As always, the first thing I do when working with machine learning or deep learning projects is collecting all required data. Today, I am taking thousands of audio files from a Kaggle competition which you can download from this link: https://www.kaggle.com/c/freesound-audio-tagging/data. The dataset contains 41 classes in which each of those represents the name of a musical instrument such as cello, chime and clarinet. Actually there are also some other non-musical instrument sounds like telephone and fireworks in the dataset. However, here in my project I decided to choose only 5 musical instruments to be classified for simplicity.
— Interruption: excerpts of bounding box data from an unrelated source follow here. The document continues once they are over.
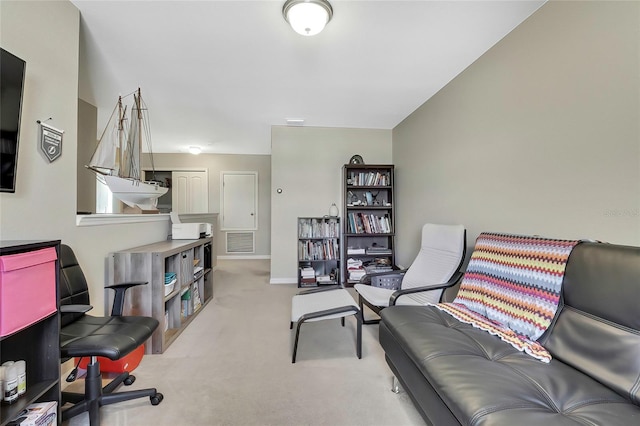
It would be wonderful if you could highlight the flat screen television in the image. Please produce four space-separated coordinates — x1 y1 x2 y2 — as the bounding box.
0 48 26 192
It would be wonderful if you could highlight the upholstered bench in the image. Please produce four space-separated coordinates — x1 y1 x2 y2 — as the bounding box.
289 286 362 363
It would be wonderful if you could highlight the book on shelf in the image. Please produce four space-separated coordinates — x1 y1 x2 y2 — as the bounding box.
366 247 392 256
349 171 391 186
347 212 391 234
300 266 316 280
347 247 365 254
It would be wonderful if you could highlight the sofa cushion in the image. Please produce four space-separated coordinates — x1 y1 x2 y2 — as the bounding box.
381 306 640 425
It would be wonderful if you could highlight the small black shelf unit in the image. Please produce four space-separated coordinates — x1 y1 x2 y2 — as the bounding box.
342 164 395 286
0 240 60 426
298 216 341 287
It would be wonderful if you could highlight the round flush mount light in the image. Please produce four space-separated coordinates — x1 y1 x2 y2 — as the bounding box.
282 0 333 36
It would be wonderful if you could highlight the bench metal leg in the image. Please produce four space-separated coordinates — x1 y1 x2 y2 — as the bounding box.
289 305 362 364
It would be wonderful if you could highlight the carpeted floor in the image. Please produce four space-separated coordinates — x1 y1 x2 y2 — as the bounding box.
66 260 423 426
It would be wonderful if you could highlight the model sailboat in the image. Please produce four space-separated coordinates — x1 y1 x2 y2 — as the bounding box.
87 89 168 210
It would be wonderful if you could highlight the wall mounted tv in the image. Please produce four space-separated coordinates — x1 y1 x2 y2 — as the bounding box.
0 48 25 192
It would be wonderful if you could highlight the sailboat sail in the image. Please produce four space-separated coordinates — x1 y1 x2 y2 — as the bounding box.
87 89 168 210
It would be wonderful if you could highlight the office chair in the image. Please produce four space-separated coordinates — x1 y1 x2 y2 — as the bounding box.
59 244 163 426
354 223 467 324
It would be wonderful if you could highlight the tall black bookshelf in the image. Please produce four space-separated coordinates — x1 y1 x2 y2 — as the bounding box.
342 164 395 286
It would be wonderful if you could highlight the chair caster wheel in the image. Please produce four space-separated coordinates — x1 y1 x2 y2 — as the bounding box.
149 392 164 405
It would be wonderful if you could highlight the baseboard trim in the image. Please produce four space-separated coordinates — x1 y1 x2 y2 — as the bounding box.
269 278 298 284
218 254 271 260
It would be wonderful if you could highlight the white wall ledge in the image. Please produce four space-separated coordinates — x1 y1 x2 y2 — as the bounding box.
76 213 171 226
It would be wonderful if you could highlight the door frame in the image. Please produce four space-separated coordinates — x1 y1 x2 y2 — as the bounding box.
220 170 259 231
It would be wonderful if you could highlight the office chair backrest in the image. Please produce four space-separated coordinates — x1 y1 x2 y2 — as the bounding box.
59 244 89 327
402 223 466 292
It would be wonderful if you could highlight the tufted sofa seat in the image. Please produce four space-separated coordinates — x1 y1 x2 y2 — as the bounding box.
379 242 640 426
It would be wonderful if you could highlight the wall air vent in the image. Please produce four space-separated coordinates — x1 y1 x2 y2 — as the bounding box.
226 232 256 254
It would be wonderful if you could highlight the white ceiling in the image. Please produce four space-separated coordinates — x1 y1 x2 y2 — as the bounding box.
72 0 544 154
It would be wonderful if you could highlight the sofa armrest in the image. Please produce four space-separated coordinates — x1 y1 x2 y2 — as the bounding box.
389 271 464 306
60 305 93 314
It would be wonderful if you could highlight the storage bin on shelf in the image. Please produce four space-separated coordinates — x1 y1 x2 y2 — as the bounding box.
0 247 58 336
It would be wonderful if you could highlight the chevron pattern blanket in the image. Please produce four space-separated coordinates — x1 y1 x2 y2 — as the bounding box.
436 233 578 362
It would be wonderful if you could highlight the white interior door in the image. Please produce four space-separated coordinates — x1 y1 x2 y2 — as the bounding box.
171 171 209 213
220 172 258 231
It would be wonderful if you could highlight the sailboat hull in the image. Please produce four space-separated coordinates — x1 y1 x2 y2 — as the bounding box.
103 176 169 210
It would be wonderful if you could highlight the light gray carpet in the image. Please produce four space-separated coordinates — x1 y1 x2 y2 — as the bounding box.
66 260 423 426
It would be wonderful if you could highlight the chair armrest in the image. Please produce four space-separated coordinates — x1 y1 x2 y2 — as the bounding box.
105 281 149 291
389 271 464 306
105 281 148 317
60 305 93 314
298 284 342 294
358 269 407 285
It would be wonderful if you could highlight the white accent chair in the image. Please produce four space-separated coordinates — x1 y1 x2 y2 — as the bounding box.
354 223 467 324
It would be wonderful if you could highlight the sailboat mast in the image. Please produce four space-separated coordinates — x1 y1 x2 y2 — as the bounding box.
136 87 144 182
116 96 125 176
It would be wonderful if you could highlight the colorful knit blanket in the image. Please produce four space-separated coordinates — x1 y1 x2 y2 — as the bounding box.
436 233 578 362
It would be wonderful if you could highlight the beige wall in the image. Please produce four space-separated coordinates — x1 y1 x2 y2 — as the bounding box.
77 99 98 213
0 1 168 315
393 1 640 264
271 126 391 284
143 154 271 257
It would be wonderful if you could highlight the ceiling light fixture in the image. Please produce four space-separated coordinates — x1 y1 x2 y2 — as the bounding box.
282 0 333 36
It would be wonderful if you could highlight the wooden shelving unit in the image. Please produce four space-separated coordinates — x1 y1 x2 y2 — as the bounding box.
108 238 213 353
0 241 60 426
342 164 395 286
298 217 340 287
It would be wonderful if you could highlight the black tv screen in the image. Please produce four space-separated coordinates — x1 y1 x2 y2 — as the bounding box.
0 48 25 192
Now let’s start with importing all required modules:
import numpy as np
import pandas as pd
import matplotlib.pyplot as plt
import seaborn as sns
from tqdm import tqdm
from python_speech_features import mfcc
from sklearn.preprocessing import LabelEncoder, OneHotEncoder
from sklearn.model_selection import train_test_split
from sklearn.metrics import confusion_matrix
from keras.layers import Conv2D, MaxPool2D, Flatten, Dense, Dropout
from keras.models import Sequential
Here I would like to highlight several imports that you probably might still not familiar with, those are: librosa, tqdm and mfcc. First, librosa is a Python module which I use to load all audio data. Next, tqdm is actually not very necessary, I just like to use it to display progress bar in a loop operation. Lastly, mfcc is a function coming with python_speech_features module which is very important to extract audio features to make those audio wave data more informative.
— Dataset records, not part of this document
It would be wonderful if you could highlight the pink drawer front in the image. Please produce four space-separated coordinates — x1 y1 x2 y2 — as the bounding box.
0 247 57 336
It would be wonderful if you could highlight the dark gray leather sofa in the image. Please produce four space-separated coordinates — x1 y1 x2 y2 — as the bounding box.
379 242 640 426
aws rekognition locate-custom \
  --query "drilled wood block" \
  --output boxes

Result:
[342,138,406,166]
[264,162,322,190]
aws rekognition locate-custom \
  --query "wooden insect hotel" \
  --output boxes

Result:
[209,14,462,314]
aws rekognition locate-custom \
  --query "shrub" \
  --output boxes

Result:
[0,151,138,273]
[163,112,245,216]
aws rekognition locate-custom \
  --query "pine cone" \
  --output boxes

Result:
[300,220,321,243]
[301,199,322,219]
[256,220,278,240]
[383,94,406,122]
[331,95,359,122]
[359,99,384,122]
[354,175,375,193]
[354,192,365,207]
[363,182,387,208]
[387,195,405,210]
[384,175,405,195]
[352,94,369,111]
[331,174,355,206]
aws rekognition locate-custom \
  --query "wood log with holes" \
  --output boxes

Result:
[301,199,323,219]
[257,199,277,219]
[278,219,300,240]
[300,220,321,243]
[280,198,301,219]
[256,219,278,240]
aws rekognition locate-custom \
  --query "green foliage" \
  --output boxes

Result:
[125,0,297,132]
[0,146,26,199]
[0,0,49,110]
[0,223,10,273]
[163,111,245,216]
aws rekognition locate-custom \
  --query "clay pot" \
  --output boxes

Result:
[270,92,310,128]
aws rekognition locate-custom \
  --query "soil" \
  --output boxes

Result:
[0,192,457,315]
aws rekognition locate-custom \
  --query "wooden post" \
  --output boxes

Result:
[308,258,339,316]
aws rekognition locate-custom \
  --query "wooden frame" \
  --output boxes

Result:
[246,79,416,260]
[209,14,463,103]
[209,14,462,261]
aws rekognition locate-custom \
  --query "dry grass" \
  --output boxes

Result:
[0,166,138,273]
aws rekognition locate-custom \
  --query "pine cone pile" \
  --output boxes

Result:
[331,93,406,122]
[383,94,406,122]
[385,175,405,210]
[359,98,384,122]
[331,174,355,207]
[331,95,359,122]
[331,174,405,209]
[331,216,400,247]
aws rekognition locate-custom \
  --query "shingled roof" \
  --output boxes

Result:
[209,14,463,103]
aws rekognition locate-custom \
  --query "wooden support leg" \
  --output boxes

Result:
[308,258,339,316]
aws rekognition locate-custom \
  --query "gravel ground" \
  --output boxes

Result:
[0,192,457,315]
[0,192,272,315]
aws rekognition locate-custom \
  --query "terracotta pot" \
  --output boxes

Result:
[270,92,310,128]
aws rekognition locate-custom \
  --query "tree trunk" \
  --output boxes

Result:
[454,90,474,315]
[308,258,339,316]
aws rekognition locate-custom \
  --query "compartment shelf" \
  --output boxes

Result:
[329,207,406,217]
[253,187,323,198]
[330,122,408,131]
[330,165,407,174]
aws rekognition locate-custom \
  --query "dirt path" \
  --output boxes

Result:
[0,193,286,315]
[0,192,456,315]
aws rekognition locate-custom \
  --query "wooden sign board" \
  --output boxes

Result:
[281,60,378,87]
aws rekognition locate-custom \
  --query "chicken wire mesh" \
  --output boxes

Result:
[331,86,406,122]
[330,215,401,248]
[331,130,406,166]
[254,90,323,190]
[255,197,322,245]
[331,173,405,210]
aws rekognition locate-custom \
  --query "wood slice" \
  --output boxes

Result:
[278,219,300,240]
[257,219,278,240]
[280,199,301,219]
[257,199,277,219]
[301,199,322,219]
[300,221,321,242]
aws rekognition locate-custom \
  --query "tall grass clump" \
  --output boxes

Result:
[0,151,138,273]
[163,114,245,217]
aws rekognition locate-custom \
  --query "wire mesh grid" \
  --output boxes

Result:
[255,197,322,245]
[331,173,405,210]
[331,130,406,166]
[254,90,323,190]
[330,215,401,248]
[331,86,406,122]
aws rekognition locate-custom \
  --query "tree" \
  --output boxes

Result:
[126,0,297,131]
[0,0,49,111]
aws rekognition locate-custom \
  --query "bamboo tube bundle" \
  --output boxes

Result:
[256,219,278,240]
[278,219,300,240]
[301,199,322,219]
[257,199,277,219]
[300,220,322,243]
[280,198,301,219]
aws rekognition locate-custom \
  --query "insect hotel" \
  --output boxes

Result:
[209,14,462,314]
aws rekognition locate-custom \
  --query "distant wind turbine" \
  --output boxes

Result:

The next step is to load train.csv in form of a pandas data frame using the following code.
df = pd.read_csv('train.csv')
Below is how the data frame looks like. You can see here that it contains filename-label pair and manually_verified column which I guess it’s used to tag whether an audio clip is verified by a real person.
As I’ve mentioned earlier, in this project I will only use 5 out of 41 classes in the dataset. Those classes are Cello, Saxophone, Acoustic_guitar, Double_bass and Clarinet. Here is how to filter out those classes.
df = df[df['label'].isin(['Cello','Saxophone','Acoustic_guitar','Double_bass', 'Clarinet'])]
1. Machine Learning Concepts Every Data Scientist Should Know
2. AI for CFD: byteLAKE’s approach (part3)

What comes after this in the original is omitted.